El procedimiento asigna cupos de potencia a las empresas seleccionadas, por lo que aún no sé conoce qué proyectos concretos se llevarán a cabo, un aspecto que no se definirá hasta dentro de varios meses. Cada compañía tiene en cartera varias actuaciones, y lo previsible es que se vayan acogiendo a la cantidad global que corresponda en función de su desarrollo.

Pero, según fuentes consultadas por HOY, el proyecto de Mérida tiene muchas posibilidades de salir adelante gracias a sus buenas condiciones dentro de la cartera que maneja OPDE. El emplazamiento escogido, junto a la subestación de la carretera de Alange, reduce considerablemente el coste de la línea de evacuación necesaria para dar salida a la energía producida, ya que apenas tendrá 500 metros de longitud. Además, se estima que el lugar no presenta grandes condicionantes ambientales, al estar situado junto a la ciudad, en una zona de escasa visibilidad y en un espacio por el que ya cruzan varias líneas eléctricas y que por tanto está parcialmente industrializado.

La inversión estimada para este tipo de plantas es de 1 millón de euros por megavatio, aunque los costes varían mucho y tienden a bajar por las mejoras tecnológicas que se consiguen con los avances de la investigación. Pero, con los datos actuales, se estima que la inversión en Mérida podría pasar de 50 millones de euros.

En 120 hectáreas

La planta solar La Fernandina, nombre que toma de la finca escogida para su ubicación, ocuparía una superficie de alrededor de 120 hectáreas. El campo generador estaría constituido por módulos de 340 megavatios, agrupados en cadena de treinta unidades en serie montadas sobre estructuras de seguimiento de este a oeste con una separación de 5,2 metros.

La propuesta contempla construir una subestación de 392 metros cuadrados de superficie para dar salida a la energía que se genere. Estaría conectada mediante una línea subterránea de 66 kilovoltios con la subestación propiedad de Endesa situada en la carretera de Alange con el objetivo de volcar a la red la electricidad producida.

La vida útil del proyecto se estima en treinta años.

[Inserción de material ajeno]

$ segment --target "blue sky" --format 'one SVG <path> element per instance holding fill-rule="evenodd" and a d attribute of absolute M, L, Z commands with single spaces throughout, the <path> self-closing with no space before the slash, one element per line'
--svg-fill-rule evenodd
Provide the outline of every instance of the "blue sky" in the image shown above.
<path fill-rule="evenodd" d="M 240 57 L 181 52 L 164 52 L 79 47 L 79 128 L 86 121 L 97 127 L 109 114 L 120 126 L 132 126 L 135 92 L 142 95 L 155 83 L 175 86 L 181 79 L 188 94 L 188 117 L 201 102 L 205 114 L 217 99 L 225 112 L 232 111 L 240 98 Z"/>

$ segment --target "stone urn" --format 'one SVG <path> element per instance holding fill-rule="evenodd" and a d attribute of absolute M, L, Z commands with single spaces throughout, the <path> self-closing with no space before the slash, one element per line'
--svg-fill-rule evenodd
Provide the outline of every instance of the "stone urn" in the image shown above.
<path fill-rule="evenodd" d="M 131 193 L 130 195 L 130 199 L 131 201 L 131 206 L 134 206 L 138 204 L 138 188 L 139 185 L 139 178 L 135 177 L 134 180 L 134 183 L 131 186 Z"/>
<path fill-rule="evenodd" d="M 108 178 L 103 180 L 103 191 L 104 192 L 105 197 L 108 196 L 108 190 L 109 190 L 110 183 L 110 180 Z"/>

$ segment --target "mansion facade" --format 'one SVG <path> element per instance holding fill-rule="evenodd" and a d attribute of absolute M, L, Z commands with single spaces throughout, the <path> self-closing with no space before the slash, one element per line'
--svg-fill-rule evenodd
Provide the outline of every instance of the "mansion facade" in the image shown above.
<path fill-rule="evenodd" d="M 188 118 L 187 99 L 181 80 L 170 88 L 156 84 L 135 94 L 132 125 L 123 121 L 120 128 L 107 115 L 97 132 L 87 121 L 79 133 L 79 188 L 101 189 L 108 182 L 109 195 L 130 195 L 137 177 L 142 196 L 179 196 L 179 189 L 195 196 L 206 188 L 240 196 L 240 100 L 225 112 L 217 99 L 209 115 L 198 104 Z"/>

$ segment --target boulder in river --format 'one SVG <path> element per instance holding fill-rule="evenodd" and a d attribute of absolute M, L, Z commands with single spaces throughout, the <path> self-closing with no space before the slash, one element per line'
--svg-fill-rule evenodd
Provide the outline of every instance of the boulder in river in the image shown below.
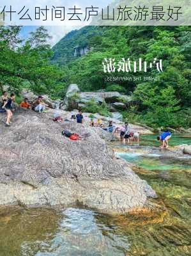
<path fill-rule="evenodd" d="M 0 205 L 80 204 L 121 214 L 147 207 L 156 194 L 115 157 L 96 129 L 54 123 L 52 112 L 19 110 L 11 127 L 0 116 Z M 97 127 L 98 129 L 98 127 Z M 101 128 L 100 128 L 101 129 Z M 87 137 L 71 141 L 68 130 Z"/>

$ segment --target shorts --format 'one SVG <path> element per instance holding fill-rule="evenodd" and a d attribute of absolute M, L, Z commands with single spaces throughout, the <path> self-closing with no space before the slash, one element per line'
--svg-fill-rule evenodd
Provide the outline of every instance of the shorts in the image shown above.
<path fill-rule="evenodd" d="M 121 133 L 120 133 L 120 137 L 122 138 L 122 137 L 124 136 L 124 135 L 125 135 L 125 132 L 121 132 Z"/>
<path fill-rule="evenodd" d="M 129 138 L 131 138 L 130 134 L 125 134 L 124 136 L 125 139 L 128 139 Z"/>

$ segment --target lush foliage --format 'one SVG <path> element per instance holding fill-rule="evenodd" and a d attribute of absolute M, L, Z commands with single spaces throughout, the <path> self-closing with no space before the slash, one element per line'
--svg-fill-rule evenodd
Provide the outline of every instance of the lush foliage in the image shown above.
<path fill-rule="evenodd" d="M 94 36 L 92 36 L 92 35 Z M 74 52 L 74 46 L 81 42 L 93 47 L 93 51 L 80 58 L 66 58 L 67 51 Z M 71 47 L 70 46 L 71 45 Z M 66 47 L 67 46 L 67 47 Z M 62 55 L 60 52 L 65 51 Z M 57 52 L 59 65 L 65 70 L 65 84 L 79 84 L 82 90 L 116 90 L 132 93 L 134 105 L 123 113 L 135 121 L 138 119 L 155 126 L 190 125 L 190 52 L 191 32 L 189 27 L 88 27 L 73 31 L 53 49 L 56 62 Z M 73 50 L 73 51 L 72 51 Z M 119 60 L 139 58 L 149 61 L 154 58 L 163 60 L 164 72 L 151 70 L 128 73 L 128 77 L 157 77 L 153 81 L 105 81 L 106 76 L 124 76 L 122 72 L 103 72 L 104 58 Z"/>
<path fill-rule="evenodd" d="M 107 104 L 102 103 L 101 105 L 98 105 L 93 99 L 87 102 L 86 106 L 82 108 L 82 111 L 93 114 L 98 113 L 106 116 L 110 116 Z"/>
<path fill-rule="evenodd" d="M 52 51 L 47 30 L 39 27 L 26 41 L 19 38 L 21 28 L 0 27 L 0 86 L 7 85 L 19 94 L 29 88 L 38 93 L 54 93 L 62 72 L 50 63 Z"/>

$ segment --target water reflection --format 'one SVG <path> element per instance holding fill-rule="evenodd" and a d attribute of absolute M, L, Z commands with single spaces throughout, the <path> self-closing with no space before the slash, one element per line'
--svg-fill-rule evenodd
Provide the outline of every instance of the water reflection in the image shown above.
<path fill-rule="evenodd" d="M 75 208 L 14 209 L 0 217 L 0 255 L 126 255 L 128 237 L 100 218 L 92 211 Z"/>

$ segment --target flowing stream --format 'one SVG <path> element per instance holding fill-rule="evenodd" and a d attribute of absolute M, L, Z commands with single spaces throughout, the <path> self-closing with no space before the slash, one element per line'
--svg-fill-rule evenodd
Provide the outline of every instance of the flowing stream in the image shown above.
<path fill-rule="evenodd" d="M 191 144 L 181 136 L 171 143 Z M 143 136 L 146 142 L 153 146 L 154 137 Z M 191 157 L 119 155 L 157 191 L 157 210 L 112 217 L 73 207 L 0 208 L 0 256 L 191 255 Z"/>

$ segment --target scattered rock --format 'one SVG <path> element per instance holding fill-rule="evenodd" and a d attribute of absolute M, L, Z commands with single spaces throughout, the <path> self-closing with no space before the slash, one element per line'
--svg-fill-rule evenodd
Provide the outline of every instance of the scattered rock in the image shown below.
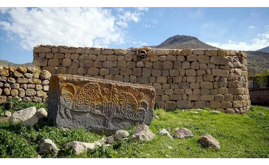
<path fill-rule="evenodd" d="M 153 116 L 153 118 L 156 118 L 156 119 L 160 120 L 160 118 L 159 118 L 159 116 L 157 116 L 154 115 L 154 116 Z"/>
<path fill-rule="evenodd" d="M 11 116 L 11 112 L 6 111 L 5 112 L 5 115 L 8 117 L 10 117 L 10 116 Z"/>
<path fill-rule="evenodd" d="M 159 135 L 166 135 L 168 137 L 169 137 L 170 139 L 174 139 L 172 136 L 171 136 L 170 134 L 165 129 L 161 129 L 158 131 L 158 132 L 157 132 L 157 133 Z"/>
<path fill-rule="evenodd" d="M 124 130 L 119 130 L 115 133 L 115 140 L 120 140 L 129 136 L 129 133 Z"/>
<path fill-rule="evenodd" d="M 207 112 L 206 111 L 205 111 L 203 109 L 196 109 L 196 111 L 198 111 L 198 112 L 199 112 L 199 111 L 203 111 L 203 112 Z"/>
<path fill-rule="evenodd" d="M 203 146 L 210 148 L 219 150 L 220 149 L 220 144 L 210 133 L 202 135 L 200 138 L 200 143 Z"/>
<path fill-rule="evenodd" d="M 265 116 L 265 115 L 262 112 L 261 112 L 260 113 L 260 115 L 261 116 Z"/>
<path fill-rule="evenodd" d="M 111 144 L 114 142 L 115 139 L 115 137 L 113 136 L 109 136 L 107 138 L 105 142 L 108 144 Z"/>
<path fill-rule="evenodd" d="M 210 112 L 212 113 L 216 113 L 217 114 L 220 113 L 220 111 L 211 111 Z"/>
<path fill-rule="evenodd" d="M 167 148 L 169 150 L 172 150 L 173 149 L 173 147 L 171 147 L 171 146 L 167 146 Z"/>
<path fill-rule="evenodd" d="M 185 128 L 181 128 L 177 131 L 175 137 L 180 139 L 184 139 L 194 136 L 191 131 Z"/>
<path fill-rule="evenodd" d="M 14 112 L 10 116 L 10 119 L 14 122 L 21 122 L 30 119 L 36 112 L 36 107 L 27 108 Z"/>
<path fill-rule="evenodd" d="M 47 116 L 47 113 L 46 110 L 41 108 L 37 110 L 33 116 L 30 118 L 23 121 L 22 124 L 26 126 L 32 126 L 37 123 L 38 121 Z"/>
<path fill-rule="evenodd" d="M 57 154 L 59 151 L 56 145 L 49 139 L 46 139 L 40 146 L 40 151 L 47 154 Z"/>
<path fill-rule="evenodd" d="M 156 137 L 148 126 L 146 125 L 139 125 L 132 136 L 133 140 L 138 142 L 148 141 Z"/>
<path fill-rule="evenodd" d="M 65 148 L 69 147 L 71 147 L 74 154 L 77 155 L 87 150 L 88 149 L 92 150 L 94 148 L 95 146 L 95 143 L 88 143 L 73 141 L 66 143 L 65 146 Z"/>
<path fill-rule="evenodd" d="M 51 74 L 49 71 L 43 70 L 39 75 L 39 77 L 41 80 L 49 79 L 51 77 Z"/>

Pero al término de ese periodo se evaluará mantener la planta en operación, por lo que se podría prorrogar su actividad unos cinco o diez años más.

El Ministerio de Energía ha señalado que las potencias asignadas en la subasta deben estar en funcionamiento antes de 2020. En el caso del proyecto de Mérida, se estima que las obras podrían comenzar el próximo año y que la planta podría estar en servicio en 2019. Una inversión millonaria que ha recibido un espaldarazo que podría resultar prácticamente definitivo e impulsar su ejecución.